To The Editor

Before SJ, I wrote the occasional Letter to the Editor. Sometimes, I wrote on my own behalf, but mostly I wrote for the sake of others, often organizations with which I was involved because the “elected” leader* sucked at writing. It was my words above their name, because they could barely string two sentences together and didn’t want to look dumb.

Sometimes the letters were published. Other times not. That’s how letters worked. When I wrote for others, I put their ideas and thoughts into words for them. They weren’t always ideas with which I agreed, but hey, it was their letter and so it had to reflect their ideas. I was just the guy putting them to words. Some of the “leaders” for whom I did this were men. Some were women. My writing was no different based on the sex of the name below my words, but it wasn’t just the name that differed, but the ideas in the letter.

A year ago, prodded by a reader who wrote eloquently about how women were underrepresented on the letters page of The Times, we started the Women’s Project, aiming to correct that imbalance and better reflect the diversity in society. We committed ourselves to work toward a goal of gender parity and to report on our progress in February 2020.

We haven’t reached the goal line yet.

There was no discernible difference between publication of my letters on behalf of men or women. There was a discernible difference between the content of the letters. When I wrote for men, the content was harder, colder, and unapologetic. Women preferred a softer, warmer, more moderated tone.

I know because they would tell me so. I listened because when you write something to be published over someone else’s name, they will be the ones who have to live with the consequences.

Over the summer, I attended a party where the hostess introduced me to another guest as the woman who wrote the letter to The New York Times about why not enough women write letters to the editor. The guest, a man, must have only heard some of this introduction, because he started telling me about an amazing new initiative by The Times to achieve gender parity in letters submissions. In fact, this man was so excited to tell me all the reasons women didn’t write letters to the editor that he still did not hear me when I told him that I wrote the letter.

Finally, at the end of “his” story, I gave it one last shot. “I wrote the letter,” I said, to which he responded with the appropriate mix of embarrassment, apologies and admiration. While this may seem like an episode out of Rebecca Solnit’s essay “Men Explain Things to Me,” the man I encountered was not the least bit arrogant, displaying a boyish giddiness toward feminism. And yet, he could not hear the small blond woman standing right in front of him.

Whether this story is true or a rhetorical device to fulfill the daily self-serving anecdote requirement is unknown, but as irrelevant as my experience. They’re just stories used to serve a purpose, although Kimberly Probolus’ story made me chuckle as I wondered how she believes men talk with each other as opposed to women. Does she think men hang on every word uttered by another man, yet talk over women?

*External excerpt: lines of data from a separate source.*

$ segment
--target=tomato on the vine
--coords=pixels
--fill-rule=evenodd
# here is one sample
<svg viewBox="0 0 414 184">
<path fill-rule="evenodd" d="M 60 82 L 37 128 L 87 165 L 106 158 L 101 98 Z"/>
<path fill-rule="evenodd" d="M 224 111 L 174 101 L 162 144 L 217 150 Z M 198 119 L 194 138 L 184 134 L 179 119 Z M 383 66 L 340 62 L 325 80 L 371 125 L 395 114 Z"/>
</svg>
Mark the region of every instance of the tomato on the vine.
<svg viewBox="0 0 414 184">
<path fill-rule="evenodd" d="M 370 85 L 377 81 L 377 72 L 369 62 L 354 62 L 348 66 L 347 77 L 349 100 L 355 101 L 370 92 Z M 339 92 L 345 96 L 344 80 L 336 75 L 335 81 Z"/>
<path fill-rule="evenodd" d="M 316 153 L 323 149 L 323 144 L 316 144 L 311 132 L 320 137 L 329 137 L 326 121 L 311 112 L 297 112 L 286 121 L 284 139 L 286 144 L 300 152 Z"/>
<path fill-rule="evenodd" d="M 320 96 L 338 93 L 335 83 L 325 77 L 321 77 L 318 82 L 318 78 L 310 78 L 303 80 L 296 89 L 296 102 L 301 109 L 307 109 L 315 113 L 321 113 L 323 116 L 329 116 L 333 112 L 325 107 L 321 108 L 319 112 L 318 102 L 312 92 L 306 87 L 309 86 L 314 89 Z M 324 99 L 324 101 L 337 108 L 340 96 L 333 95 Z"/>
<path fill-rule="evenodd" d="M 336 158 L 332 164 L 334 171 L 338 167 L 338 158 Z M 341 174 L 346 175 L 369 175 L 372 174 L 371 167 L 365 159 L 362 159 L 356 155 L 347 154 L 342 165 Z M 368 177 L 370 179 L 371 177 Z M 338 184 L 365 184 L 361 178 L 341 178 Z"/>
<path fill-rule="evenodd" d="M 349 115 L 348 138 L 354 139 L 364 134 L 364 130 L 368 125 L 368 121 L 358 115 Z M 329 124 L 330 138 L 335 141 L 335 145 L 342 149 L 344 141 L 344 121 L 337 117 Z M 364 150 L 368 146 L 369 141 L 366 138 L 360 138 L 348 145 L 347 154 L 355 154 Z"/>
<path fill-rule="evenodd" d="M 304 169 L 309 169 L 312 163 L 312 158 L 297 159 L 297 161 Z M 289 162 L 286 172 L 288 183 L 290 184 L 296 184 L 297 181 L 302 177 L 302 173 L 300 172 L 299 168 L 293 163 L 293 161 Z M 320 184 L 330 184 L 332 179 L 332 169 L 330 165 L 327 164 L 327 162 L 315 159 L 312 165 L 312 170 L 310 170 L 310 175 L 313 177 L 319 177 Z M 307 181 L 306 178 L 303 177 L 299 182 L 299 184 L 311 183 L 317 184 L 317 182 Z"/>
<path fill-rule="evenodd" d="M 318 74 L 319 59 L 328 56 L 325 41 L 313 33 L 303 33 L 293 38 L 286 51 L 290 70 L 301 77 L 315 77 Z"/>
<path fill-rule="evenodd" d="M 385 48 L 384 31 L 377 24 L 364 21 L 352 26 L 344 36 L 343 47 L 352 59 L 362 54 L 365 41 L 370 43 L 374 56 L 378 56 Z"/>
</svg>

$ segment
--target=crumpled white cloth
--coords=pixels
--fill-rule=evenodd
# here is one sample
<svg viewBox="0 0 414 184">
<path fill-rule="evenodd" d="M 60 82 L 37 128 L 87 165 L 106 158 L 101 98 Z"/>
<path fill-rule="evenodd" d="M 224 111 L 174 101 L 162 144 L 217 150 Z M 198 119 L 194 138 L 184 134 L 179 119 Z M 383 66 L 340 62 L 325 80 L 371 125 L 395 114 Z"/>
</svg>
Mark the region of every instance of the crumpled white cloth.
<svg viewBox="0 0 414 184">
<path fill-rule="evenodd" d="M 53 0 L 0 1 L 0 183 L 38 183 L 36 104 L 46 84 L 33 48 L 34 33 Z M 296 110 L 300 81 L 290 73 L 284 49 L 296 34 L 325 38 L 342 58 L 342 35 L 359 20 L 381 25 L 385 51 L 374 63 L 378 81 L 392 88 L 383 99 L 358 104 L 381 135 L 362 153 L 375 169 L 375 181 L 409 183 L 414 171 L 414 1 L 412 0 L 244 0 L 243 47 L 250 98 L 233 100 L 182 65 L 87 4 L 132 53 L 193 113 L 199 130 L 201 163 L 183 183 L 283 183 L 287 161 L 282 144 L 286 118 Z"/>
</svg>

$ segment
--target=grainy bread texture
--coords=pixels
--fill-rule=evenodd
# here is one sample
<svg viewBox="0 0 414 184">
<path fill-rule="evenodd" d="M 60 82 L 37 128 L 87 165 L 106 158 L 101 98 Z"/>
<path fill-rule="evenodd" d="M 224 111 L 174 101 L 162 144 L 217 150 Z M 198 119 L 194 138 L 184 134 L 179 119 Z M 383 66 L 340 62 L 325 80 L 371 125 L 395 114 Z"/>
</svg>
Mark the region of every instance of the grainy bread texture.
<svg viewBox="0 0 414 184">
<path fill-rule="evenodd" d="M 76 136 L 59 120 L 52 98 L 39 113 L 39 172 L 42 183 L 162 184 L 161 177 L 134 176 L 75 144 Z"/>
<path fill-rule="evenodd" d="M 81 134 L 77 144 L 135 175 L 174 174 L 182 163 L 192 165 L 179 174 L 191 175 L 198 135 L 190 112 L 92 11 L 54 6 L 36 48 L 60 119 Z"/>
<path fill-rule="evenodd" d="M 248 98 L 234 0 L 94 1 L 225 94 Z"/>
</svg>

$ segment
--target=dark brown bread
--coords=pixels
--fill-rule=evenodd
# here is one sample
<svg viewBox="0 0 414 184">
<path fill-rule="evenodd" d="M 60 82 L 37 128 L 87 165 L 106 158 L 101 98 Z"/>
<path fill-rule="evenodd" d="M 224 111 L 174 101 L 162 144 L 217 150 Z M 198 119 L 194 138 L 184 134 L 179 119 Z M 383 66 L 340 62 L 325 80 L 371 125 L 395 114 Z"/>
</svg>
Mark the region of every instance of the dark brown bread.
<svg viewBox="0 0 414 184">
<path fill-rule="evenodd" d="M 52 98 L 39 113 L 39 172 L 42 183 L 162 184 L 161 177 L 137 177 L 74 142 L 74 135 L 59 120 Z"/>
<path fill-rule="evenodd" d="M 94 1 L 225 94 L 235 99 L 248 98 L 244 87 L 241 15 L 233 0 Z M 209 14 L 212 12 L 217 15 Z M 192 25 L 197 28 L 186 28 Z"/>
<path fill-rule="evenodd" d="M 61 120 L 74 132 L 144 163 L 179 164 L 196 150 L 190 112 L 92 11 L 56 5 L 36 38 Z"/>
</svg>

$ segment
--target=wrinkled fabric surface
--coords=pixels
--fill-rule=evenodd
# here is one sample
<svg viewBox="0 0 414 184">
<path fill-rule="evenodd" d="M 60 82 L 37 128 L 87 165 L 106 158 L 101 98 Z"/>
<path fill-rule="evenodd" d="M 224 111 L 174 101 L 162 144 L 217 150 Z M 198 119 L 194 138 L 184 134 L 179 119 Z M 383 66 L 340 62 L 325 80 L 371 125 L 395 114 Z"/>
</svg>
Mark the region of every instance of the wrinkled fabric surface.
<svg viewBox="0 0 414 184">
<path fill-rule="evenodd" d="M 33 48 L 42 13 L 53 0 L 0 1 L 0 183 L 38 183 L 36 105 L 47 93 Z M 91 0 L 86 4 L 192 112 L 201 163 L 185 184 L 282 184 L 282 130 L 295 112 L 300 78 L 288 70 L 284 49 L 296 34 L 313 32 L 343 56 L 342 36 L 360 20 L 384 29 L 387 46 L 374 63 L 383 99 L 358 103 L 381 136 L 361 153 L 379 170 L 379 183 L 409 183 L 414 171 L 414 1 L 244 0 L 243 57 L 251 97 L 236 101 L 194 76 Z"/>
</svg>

But her letter moved the New York Times Letters editor to the point of creating an official project. Rather than approve publication of letters based on content, strength of argument, diversity of viewpoint, inherent merit, they would post letter based on the sex of the writer. How did that work?

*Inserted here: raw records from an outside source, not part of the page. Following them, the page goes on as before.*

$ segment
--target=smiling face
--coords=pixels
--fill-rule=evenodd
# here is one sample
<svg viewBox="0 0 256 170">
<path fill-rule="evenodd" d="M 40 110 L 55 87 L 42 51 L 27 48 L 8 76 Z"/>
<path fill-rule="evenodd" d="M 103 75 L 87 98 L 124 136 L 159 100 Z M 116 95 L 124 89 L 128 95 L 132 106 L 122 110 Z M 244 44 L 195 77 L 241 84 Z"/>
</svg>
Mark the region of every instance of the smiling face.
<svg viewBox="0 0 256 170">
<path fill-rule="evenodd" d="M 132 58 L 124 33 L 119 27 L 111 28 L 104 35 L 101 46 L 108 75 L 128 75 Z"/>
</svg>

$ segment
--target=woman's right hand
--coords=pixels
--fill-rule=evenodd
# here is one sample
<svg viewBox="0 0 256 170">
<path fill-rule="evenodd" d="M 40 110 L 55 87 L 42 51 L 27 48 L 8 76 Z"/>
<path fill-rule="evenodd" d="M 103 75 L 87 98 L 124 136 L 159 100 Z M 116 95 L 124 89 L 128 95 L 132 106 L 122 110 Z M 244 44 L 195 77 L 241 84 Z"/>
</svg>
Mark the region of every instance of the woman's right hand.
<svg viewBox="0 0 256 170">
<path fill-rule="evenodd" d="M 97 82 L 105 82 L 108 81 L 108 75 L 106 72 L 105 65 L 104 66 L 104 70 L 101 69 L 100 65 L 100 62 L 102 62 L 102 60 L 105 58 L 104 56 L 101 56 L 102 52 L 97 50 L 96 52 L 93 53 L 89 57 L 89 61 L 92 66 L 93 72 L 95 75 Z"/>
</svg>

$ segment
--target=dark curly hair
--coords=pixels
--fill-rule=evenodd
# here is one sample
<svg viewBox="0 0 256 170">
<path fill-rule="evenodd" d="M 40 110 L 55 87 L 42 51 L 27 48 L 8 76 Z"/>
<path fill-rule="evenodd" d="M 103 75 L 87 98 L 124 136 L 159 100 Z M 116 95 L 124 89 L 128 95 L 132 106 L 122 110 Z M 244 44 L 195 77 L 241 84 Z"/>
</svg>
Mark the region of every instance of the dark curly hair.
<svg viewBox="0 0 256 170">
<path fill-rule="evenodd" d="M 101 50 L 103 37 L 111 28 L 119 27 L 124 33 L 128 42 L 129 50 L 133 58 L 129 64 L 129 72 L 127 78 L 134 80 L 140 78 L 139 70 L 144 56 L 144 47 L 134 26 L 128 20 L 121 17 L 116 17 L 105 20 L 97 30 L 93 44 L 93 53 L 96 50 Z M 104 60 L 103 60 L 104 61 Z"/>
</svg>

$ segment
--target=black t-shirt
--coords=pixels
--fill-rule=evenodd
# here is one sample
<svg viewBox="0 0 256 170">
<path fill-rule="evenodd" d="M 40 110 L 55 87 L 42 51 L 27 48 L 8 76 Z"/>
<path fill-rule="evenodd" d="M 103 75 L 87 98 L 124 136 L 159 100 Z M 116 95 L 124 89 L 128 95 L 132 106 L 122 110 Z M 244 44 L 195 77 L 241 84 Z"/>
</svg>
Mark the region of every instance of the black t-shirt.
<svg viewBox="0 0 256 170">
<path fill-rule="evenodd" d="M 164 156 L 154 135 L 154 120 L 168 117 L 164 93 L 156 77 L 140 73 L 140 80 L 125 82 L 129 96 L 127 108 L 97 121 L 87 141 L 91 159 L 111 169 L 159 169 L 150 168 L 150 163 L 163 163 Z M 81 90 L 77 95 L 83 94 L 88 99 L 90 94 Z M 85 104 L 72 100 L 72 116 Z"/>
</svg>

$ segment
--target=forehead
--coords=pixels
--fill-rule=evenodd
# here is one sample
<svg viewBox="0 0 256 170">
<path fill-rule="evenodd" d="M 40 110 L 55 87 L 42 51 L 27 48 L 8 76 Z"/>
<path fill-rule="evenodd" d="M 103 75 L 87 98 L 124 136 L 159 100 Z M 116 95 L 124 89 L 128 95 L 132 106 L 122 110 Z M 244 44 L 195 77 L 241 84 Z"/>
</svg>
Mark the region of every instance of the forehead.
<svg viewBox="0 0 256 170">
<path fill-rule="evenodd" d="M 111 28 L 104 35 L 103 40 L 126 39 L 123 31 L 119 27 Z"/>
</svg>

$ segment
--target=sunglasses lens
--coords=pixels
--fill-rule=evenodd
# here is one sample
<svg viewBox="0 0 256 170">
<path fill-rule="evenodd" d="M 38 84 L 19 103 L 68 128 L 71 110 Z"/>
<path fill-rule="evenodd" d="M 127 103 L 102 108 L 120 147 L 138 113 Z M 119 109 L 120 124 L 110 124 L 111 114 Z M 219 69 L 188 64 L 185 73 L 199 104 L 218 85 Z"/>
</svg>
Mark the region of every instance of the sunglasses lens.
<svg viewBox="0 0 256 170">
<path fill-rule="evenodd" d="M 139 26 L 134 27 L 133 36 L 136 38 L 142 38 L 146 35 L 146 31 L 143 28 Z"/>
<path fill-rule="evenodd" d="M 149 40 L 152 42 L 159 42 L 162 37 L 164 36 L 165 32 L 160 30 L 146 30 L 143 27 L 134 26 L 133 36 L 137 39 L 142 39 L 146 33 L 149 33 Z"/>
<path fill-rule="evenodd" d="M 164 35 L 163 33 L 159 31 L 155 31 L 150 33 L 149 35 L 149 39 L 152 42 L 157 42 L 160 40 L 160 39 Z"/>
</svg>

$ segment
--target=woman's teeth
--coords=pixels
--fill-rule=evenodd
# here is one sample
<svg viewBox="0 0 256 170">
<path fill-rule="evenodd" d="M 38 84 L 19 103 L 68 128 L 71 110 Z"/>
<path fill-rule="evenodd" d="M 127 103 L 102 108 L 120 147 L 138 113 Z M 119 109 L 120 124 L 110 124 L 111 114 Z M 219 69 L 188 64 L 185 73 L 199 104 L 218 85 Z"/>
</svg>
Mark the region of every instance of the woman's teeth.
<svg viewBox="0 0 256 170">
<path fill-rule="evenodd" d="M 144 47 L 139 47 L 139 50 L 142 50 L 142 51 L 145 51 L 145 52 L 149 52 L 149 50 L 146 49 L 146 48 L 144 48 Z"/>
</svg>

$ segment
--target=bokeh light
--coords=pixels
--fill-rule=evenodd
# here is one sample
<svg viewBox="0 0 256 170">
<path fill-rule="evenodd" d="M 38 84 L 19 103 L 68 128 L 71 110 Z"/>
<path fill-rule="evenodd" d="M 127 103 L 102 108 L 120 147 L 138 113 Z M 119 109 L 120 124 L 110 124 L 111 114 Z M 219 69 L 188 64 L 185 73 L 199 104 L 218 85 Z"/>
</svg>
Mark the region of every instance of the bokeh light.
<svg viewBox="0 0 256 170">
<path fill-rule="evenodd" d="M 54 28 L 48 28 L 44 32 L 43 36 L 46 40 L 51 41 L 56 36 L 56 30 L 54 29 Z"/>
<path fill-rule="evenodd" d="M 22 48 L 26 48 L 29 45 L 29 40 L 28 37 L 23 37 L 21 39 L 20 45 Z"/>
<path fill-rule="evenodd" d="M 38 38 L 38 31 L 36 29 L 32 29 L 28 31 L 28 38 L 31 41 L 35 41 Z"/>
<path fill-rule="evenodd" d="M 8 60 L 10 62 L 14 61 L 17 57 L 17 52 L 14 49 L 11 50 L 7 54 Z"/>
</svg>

For the last year, we have tracked and entered into a spreadsheet the gender of every writer we’ve published on the daily letters page. As of today, the tally is 43 percent women, 57 percent men — numbers that have remained remarkably constant for several months. While we do not have exact data from previous years, we do know that there are now far more women on the page than in the past.

We have also done spot tallies of the much larger number of submissions. There the percentage (when a writer’s gender can be determined) is about 25 to 30 percent women, about the same as a year ago, before the project started.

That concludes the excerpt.